Thursday, September 21, 2006

LIVING IN OBLIVION - DISCO LIVES!

Does anyone know the name Bill Veeck?

For those of you that don't, his name lives in baseball and music infamy. He was the owner of the Chicago White Sox through the 1970's and is best known for his promotional gimmicks and off the wall antics.

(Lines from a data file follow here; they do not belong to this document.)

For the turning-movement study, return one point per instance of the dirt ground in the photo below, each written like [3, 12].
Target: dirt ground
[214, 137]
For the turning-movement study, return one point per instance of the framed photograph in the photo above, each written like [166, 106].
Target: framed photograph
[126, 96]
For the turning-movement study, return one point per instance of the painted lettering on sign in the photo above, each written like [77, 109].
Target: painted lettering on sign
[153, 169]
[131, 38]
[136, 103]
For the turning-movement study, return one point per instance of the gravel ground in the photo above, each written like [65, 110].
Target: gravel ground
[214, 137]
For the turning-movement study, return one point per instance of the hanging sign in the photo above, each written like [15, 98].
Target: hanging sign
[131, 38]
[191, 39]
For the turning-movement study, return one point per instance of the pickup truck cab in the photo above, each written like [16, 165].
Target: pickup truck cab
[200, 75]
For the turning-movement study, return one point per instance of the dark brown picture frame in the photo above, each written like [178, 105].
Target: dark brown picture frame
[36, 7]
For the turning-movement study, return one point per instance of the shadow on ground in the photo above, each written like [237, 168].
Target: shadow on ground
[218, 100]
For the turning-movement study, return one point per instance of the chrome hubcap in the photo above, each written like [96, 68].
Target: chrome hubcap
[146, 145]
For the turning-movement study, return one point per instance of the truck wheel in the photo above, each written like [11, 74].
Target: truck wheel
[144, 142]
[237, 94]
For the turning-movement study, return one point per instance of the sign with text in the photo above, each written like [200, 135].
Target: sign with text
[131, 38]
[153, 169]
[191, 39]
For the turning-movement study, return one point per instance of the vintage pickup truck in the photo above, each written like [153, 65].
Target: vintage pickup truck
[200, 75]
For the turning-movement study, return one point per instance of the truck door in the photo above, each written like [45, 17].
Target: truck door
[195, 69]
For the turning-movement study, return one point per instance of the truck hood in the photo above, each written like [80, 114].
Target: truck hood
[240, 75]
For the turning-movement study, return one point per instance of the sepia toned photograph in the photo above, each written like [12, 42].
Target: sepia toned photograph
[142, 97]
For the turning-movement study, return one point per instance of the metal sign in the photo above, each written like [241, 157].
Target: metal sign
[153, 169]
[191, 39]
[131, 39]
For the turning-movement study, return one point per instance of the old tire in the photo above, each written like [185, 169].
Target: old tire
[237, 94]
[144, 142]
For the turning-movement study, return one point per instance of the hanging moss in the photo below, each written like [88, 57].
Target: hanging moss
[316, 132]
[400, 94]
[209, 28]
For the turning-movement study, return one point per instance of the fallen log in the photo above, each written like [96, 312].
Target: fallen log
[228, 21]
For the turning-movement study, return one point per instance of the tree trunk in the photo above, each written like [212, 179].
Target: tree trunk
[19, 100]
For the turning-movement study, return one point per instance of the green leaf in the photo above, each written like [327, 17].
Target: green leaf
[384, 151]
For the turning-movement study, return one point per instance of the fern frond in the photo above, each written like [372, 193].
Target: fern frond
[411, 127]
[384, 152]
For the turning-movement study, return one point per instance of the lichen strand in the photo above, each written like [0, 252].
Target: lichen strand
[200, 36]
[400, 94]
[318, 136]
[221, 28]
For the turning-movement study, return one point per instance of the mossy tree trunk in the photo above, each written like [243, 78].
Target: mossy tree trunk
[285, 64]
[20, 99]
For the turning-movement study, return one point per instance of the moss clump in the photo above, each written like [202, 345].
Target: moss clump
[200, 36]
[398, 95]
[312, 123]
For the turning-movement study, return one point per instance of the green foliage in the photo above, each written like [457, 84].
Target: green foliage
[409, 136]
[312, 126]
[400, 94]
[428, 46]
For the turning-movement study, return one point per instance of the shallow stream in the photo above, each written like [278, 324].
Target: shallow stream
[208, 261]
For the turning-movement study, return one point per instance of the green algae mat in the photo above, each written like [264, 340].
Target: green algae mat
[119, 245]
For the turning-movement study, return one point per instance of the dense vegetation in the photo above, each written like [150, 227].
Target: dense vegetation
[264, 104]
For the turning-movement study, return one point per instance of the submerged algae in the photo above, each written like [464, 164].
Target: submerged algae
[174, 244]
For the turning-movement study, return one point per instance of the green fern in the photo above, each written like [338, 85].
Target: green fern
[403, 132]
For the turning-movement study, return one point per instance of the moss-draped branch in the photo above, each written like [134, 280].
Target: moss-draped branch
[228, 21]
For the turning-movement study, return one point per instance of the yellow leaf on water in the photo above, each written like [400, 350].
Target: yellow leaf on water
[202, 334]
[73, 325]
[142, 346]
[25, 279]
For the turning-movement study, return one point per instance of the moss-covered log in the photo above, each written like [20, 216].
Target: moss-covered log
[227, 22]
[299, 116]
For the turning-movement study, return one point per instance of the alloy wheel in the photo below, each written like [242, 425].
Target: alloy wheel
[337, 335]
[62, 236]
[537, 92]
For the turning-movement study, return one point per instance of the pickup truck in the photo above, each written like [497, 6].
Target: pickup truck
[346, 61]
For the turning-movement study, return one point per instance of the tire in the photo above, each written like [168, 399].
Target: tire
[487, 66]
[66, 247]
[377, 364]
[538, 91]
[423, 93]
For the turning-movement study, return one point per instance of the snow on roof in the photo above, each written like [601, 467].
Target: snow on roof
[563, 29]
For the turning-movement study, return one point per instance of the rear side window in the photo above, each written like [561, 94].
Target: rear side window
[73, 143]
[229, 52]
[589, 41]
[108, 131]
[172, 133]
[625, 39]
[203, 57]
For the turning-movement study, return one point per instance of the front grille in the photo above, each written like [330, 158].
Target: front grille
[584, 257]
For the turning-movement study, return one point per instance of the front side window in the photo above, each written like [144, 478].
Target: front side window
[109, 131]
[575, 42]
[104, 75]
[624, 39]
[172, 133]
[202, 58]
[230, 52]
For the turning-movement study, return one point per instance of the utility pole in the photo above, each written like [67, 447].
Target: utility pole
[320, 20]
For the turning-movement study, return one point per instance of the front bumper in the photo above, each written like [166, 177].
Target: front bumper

But if you hit Google for articles about this guy, you'll find out that many of his gimmicks were famous failures. Namely, the season he made the White Sox wear short pants with uniforms that looked like pajamas (obtain any baseball card of a 1978 White Sox player and you'll see what I'm talking about), and most famously, 1979's DISCO DEMOLITION NIGHT in which Veeck sold tickets for under a dollar, invited a local disco hating radio DJ to be the MC and encourage the raucous crowd to bring disco records to be destroyed in a bonfire in centerfield between games of a double header with the Tigers. This event was one of the catalysts for the T-shirts that read "Disco Sucks."

While the golden age of disco was dying out at this point, it did combine itself with punk and give way to the new wave movement of the early 80's which included The Cure, Echo and the Bunnymen, New Order, and a host of respectable mainstays in the club music scene. Nowadays, we are treated to house and club music that goes beyond the club and is actually good music to listen to in the confines of your own home (IE Fatboy Slim, Chemical Brothers, Crystal Method, Thievery Corporation and the like).

With all this evolution however, I'm here to tell you that vintage disco is NOT DEAD! While disco still does suck, IT LIVES! While I was never a dance club guy, I went to my share and the last time I was in one is surely over 10 years ago. New York City, once Dance Club Central, has seen it share of clubs close down for various reasons of drugs, crime, and all around unpleasant hooliganism happening inside. The Palladium, The Limelight, Twiloh, Club Metro, and of course Studio 54 (now a broadway theater eeeesh!).

But a couple of weeks ago, on the Nautical Mile in Freeport, Long Island, (a mile long strip along a marina of restaurants, bars, fish markets and fishing boats), you could hear and see nothing except the pulsating bass of each and every dance club along the line. The cheesy disco balls, the colored lights, ABBA, Donna Summer, Rob Base, big hair, knee high socks...IT WAS EVERYWHERE!

The golden age of disco lives...IN FREEPORT...and where else? The pockets of resistance are probably infinite. Disco Waarrriorrrrs - come out to plaaay-ay!

A great shock to my system but what the hell did I know. I became a conformist rock and pop pinko! Disco hadn't been on my radar since I left my college years in Miami.

I calmly strolled down the mile, hearing the transition of music from place to place, finally releived to be on the other side of the train tracks, back in my comfort zone. But I was a bit wiser for the wear.

The end of the DISCO DEMOLITION NIGHT story in 1979 is, when the bonfire and destruction of the disco records went up in a blaze of glory, the drunk raucous crowd who paid $1 to get in stormed the field, ripped it up and field was destroyed and the 2nd game of the double header was automatically rewarded as a victory for the visiting Tigers. Nice going Mr. Veeck!

We were oblivious then and we're oblivious now. So all of us oblivious guitar toting rock mongers who spit on Special Sauce with our Lipps Incorporated, take note, because disco is here to stay.